Bismillahirrahmanirrahim
Cenab-ı Hak (c.c), Yunus Sûresi 71-74. ayetlerinde meâlen şöyle buyuruyor:
71-(Habîbim, yâ Muhammed!) Onlara Nûh’un haberini oku! Hani, kavmine şöyle demişti: “Ey kavmim! Eğer benim (aranızda) ikametim ve Allah’ın âyetlerini hatırlatmam size (gözünüze) büyüyorsa, o hâlde (bilin ki ben) Allah’a tevekkül etmişim. Artık (siz Allah’a şirk koştuğunuz) ortaklarınızla berâber işinizi toplayın (da ne yapacağınıza karar verin); sonra bu işiniz üzerinize dert olmasın; sonra bana yapacağınızı yapın ve bana hiç mühlet vermeyin!”
72-“Bununla berâber eğer yüz çevirirseniz, zâten (ben) sizden bir ücret istemedim ki! Benim ücretim ancak Allah’a âiddir(1) ve (ben) Müslümanlardan olmakla emrolundum!”
73-Buna rağmen onu yalanladılar; bunun üzerine onu ve onunla berâber gemide bulunanları kurtardık; onları (yeryüzünde) halîfeler kıldık; âyetlerimizi yalanlayanları ise suda boğduk. Artık bak o korkutulanların sonu nasıl oldu!(2)
74-Sonra onun ardından nice peygamberleri kavimlerine gönderdik; derken onlara apaçık deliller getirdiler; fakat önceden yalanladıkları şeye (yine) îmân edecek değillerdi. İşte (biz), haddi aşanların kalblerini (küfürleri sebebiyle) böyle mühürleriz!
(1)“Neşr-i hak (hakka hizmet) için enbiyâya ittibâ‘ etmekle (peygamberlere tâbi‘ olmakla) mükellefiz.

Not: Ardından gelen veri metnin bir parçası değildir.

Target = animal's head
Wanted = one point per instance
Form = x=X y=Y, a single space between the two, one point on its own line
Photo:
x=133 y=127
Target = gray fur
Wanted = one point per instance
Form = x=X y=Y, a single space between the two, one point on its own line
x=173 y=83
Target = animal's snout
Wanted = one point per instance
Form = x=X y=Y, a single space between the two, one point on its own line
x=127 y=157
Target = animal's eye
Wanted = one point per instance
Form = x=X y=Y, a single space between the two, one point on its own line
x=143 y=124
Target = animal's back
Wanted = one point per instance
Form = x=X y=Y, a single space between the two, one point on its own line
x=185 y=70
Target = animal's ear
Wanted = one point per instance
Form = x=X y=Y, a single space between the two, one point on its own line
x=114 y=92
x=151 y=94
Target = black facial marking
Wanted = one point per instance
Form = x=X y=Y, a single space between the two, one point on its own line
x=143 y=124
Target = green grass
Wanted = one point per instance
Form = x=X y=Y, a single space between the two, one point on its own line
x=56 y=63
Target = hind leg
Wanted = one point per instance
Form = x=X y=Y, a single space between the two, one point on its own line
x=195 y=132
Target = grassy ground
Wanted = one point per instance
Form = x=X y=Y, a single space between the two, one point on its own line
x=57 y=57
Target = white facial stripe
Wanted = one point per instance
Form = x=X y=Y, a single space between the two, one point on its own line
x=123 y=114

Kur’ân-ı Hakîm’de, hakkı neşredenler: اِنْ اَجْرِيَ اِلَّي عَلَي اللّٰهِ [Benim ücretim ancak Allah’a âiddir] اِنْ اَجْرِيَ اِلَّي عَلَي اللّٰهِ diyerek insanlardan istiğnâ (minnetsizlik) göstermişler.” (Mektûbât, 2. Mektûb, 9)
“İlim ve dîni neşre (yaymaya) çalışan insanlar, mümkün olduğu kadar istiğnâ ve kanâatle hareket etmezse, hem ehl-i dalâletin (dinsizlerin) ittihâmına (suçlamasına) hedef olur, hem izzet-i ilmiyeyi (ilmin yüceliğini) muhâfaza edemez. Hem salâhat (dindarlık) ve neşr-i din (dîne hizmet) gibi umûr-ı uhreviyeye (âhiretle alâkalı işlere) mukābil hediyeleri almak, âhiret meyvelerini dünyada fânî (geçici) bir sûrette yemek demektir.” (Mektûbât, Fihriste-i Mektûbât, 143)

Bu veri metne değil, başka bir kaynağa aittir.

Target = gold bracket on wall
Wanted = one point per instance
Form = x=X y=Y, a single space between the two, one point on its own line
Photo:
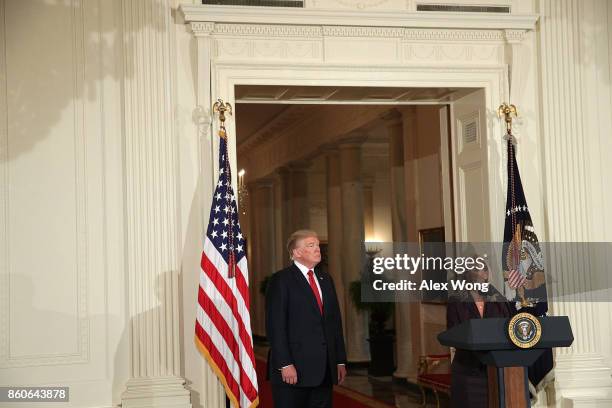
x=222 y=108
x=507 y=111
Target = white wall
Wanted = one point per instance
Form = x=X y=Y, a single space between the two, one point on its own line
x=62 y=284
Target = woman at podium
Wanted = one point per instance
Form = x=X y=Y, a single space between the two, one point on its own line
x=468 y=375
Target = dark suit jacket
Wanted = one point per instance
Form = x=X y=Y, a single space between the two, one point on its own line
x=469 y=386
x=298 y=333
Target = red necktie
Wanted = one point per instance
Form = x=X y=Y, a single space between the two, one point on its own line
x=315 y=290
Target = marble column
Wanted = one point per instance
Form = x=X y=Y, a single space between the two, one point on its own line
x=263 y=256
x=334 y=229
x=152 y=217
x=368 y=209
x=575 y=187
x=353 y=248
x=286 y=210
x=300 y=206
x=411 y=312
x=405 y=361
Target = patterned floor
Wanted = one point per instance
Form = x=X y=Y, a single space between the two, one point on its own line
x=383 y=390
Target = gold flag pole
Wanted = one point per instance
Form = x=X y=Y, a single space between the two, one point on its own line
x=223 y=108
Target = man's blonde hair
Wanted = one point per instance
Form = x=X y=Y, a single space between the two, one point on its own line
x=298 y=236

(2)“Şirk (Allah’a ortak koşmak) ve küfür cinâyeti, kâinâtın bütün kemâlâtına (yüksek kıymetlerine) ve ulvî (yüce) hukuklarına ve kudsî hakīkatlerine bir tecâvüz olduğu cihetledir ki, ehl-i şirk ve küfre karşı kâinât kızıyor, semâvât ve arz hiddet ediyor ve onların mahvı için anâsır (hava, su, toprak ve ateş unsurları) ittifâk edip, kavm-i Nûh ve Âd ve Semûd ve Fir‘avun gibi ehl-i şirki boğuyor, gark ediyor.” (Şuâ‘lar, 2. Şuâ‘, 9)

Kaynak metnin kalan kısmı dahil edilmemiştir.